I don't have any idea about this particular case, but if it were a complex and high-end custom chair made to measure for one person that sounds about right. Obviously if things are being batched the price can come down dramatically.
£5000/120 is about £40 an hour, but it doesn't work out like that in real life. Most people running a small furniture-making business are doing well if they can get three solid days in the workshop a week to actually put in those hours. On top of this there is design time, marketing, quoting, accounts, web design, photography, dealing with suppliers, sourcing hardware, ordering timber, sending back timber that is not what you asked for, delivering pieces, visiting clients to quote, days spent quoting for jobs you don't end up getting etc, etc etc. And then the inevitable mistakes which you have to put right in your own time and can't charge for. All of this has to be paid for, but is not being charged for directly.
Then there is a need to pay for a workshop and possibly business rates (which depending on where you live can be eye-watteringly expensive). And electricity for running machines which is not getting cheaper. And heating a largish workspace so it is at least dry enough for the timber to stay at a sensible moisture level and you can feel your fingers.
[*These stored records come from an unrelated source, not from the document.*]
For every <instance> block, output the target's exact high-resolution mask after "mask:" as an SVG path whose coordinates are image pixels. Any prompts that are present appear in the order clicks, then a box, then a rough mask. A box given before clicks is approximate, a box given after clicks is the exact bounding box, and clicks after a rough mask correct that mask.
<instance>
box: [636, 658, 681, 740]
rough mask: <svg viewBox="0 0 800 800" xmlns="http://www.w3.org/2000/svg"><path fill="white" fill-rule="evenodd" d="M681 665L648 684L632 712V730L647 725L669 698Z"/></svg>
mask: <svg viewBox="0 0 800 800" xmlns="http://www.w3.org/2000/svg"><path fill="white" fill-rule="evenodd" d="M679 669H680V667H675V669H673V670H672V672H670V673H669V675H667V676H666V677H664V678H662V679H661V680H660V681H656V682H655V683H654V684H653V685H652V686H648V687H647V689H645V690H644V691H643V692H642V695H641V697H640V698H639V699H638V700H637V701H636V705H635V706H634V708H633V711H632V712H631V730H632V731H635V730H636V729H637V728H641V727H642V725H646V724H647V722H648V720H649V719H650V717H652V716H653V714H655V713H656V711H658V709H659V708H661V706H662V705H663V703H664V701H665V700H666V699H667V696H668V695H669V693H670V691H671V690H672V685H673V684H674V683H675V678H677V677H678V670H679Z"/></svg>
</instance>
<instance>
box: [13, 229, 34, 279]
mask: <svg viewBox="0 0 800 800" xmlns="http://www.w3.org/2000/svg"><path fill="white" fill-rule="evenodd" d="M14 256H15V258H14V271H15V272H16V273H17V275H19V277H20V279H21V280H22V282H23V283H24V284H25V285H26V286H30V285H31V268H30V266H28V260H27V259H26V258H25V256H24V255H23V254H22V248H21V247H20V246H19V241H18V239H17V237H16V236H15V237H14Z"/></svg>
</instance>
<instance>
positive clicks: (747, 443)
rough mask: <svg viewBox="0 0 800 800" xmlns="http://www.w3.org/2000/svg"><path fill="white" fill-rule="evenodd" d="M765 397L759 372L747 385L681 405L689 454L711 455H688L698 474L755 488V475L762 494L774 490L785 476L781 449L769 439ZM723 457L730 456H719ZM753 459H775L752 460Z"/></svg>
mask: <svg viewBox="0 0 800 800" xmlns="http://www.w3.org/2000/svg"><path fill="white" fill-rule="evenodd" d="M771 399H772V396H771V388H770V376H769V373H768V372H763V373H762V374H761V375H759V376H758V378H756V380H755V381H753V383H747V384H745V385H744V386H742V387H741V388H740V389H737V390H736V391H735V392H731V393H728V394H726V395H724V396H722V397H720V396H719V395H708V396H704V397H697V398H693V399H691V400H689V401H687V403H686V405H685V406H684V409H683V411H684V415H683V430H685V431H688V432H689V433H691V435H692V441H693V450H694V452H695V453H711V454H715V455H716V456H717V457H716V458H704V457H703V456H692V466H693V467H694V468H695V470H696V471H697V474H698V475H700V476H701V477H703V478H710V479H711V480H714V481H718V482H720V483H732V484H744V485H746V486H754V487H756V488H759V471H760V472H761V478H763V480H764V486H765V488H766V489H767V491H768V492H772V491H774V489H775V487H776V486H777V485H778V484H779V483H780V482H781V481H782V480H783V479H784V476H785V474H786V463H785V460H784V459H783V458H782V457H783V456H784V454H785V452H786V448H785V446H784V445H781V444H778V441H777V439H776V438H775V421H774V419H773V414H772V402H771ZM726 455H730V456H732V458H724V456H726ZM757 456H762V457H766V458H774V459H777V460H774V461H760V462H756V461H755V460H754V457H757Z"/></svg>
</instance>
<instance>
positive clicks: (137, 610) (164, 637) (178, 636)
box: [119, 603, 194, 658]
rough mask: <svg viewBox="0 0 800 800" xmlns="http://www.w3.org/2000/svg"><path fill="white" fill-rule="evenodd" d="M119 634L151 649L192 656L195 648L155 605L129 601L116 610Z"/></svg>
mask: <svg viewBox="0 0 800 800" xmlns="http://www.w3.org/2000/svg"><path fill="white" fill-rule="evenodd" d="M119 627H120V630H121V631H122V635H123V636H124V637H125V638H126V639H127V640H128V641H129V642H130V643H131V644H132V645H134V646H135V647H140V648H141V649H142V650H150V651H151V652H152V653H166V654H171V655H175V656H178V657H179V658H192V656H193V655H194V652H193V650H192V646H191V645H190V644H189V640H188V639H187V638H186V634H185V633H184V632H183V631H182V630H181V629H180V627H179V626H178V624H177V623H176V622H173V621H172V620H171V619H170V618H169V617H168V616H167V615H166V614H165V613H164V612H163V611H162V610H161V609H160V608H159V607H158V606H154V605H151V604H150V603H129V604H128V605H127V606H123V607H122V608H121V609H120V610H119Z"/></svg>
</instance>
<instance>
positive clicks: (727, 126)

And then there's the day to day running of the workshop. This week alone I spent £40 on replacement filter elements, £35 on shellac, £30 on re-grinding blades. And then things break and need replacing. It's constant, all the time. It's amazing how much things like abrasives cost. And there may be loans to pay off for machinery. And insuring all that machinery, and power tools and hand tools, and a store of valuable timber, and pieces worth £000's of pounds in the workshop and in transit.
And then timber, which is not getting cheaper, and has to be top quality if you are going to charge the sort of prices you need to in order to do the job at all, which means a lot of wastage, and possibly a trip to a timber merchant who is not just down the road, or an expensive delivery from same. And for a chair with curved components you may be sawing curves from the solid, out of boards 3" or 4" thick which is damn expensive. It's surprising how much timber a single curvy chair can use.
Assuming that 120 hours is a reasonable time to make the chair, which it may well be, I would say that taking all that into account you might end up with, maybe £20 an hour, perhaps, out of the £40 you are charging to the client, if you are doing very well indeed. That sounds fair enough to me for skilled craftsmanship. I wouldn't grudge it to, say a piano tuner or a web designer. Go to anyone else who is actually making a living (I mean really making a living) doing custom fine-furniture making and nothing else, and that is the sort of price you will pay. I wish it could be less. How I wish it could be less.
All of which goes to show why making fine furniture for a living is so damn hard to make work, and why hardly anyone manages to make a living from it. Try it.